I smiled at Granny, giving her my thanks. Circe sighed and n
odded her head reluctantly.
“Is there anything else you want to tell us?” Circe asked.
I wanted to remind her to get something done about her unibrow but decided to be prudent. The voucher for beauty care she’d gotten her for Mother’s Day probably ended up in the bin.
I shook my head. “No. Not really. It’s just…”
Could I tell them I was tired? Could I tell them I was starting to feel as if my quest seemed infinite? I’d been at this for over one-hundred and thirty years, travelling from world to world. There didn’t seem an end in sight.
“I fear I may never find him,” I admitted. I stared into the flames, seeing my brother’s face looking back at me. “But I fear that I will find him more. I suppose that’s just the nature of my quest and my curse.”
I didn’t want them to feel sorry for me or to pity me. This was my burden. They didn’t have to help me, but they did, and I was thankful for that. It meant I wasn’t perpetually alone.
“You could call it a day,” Granny suggested. “There’s plenty of things you could be doing.”
“You know I can’t do that,” I said. “I have to find him.”
In 1885 the love of my life was murdered by my brother. I vowed to kill him and take my revenge, but I had a baby to take care of. My lost love would understand I had obligations, and would want our daughter to be looked after, and so I settled down, preparing to live my life and raise my little girl, all thoughts of revenge seemingly in the past. The thing standing in the way of that life was my lover’s mother – Queen Victoria. She wasn’t going to let Dorian get away with murdering her son.
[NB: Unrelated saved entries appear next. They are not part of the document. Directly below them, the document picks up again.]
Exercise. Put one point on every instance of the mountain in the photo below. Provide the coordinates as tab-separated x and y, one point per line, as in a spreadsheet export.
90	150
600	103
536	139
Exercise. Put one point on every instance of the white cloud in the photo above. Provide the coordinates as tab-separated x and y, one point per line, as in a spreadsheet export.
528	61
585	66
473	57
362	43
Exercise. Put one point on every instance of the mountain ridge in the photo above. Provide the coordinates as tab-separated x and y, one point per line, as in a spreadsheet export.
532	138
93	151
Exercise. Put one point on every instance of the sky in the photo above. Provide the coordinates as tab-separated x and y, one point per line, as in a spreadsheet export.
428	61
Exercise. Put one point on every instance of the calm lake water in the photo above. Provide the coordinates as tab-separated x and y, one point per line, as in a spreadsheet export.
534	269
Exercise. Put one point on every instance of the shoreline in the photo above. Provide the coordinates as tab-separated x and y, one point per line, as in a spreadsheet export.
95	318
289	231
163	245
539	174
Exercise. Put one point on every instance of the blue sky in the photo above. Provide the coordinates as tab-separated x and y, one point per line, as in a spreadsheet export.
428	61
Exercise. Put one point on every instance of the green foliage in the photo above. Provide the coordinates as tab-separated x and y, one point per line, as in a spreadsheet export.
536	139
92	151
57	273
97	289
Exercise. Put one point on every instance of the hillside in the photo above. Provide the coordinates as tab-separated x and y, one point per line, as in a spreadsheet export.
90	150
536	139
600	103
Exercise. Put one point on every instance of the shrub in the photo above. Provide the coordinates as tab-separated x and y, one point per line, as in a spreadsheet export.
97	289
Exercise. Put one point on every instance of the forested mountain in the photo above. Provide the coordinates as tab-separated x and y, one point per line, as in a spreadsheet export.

Granny Maya looked down at her gnarled hands, seemingly in thought. “I might be able to help.”
“The curse can’t be lifted,” I said. We’d had this conversation so many times it wasn’t even funny. I think it hurt their egos to know this wasn’t a problem they could easily solve if you only had the right spell. “You’ve all tried dozens of times. It’s no use.”
“I’m working on something,” Granny admitted. “I’m not at liberty to say anything more, but I think I can help you soon.”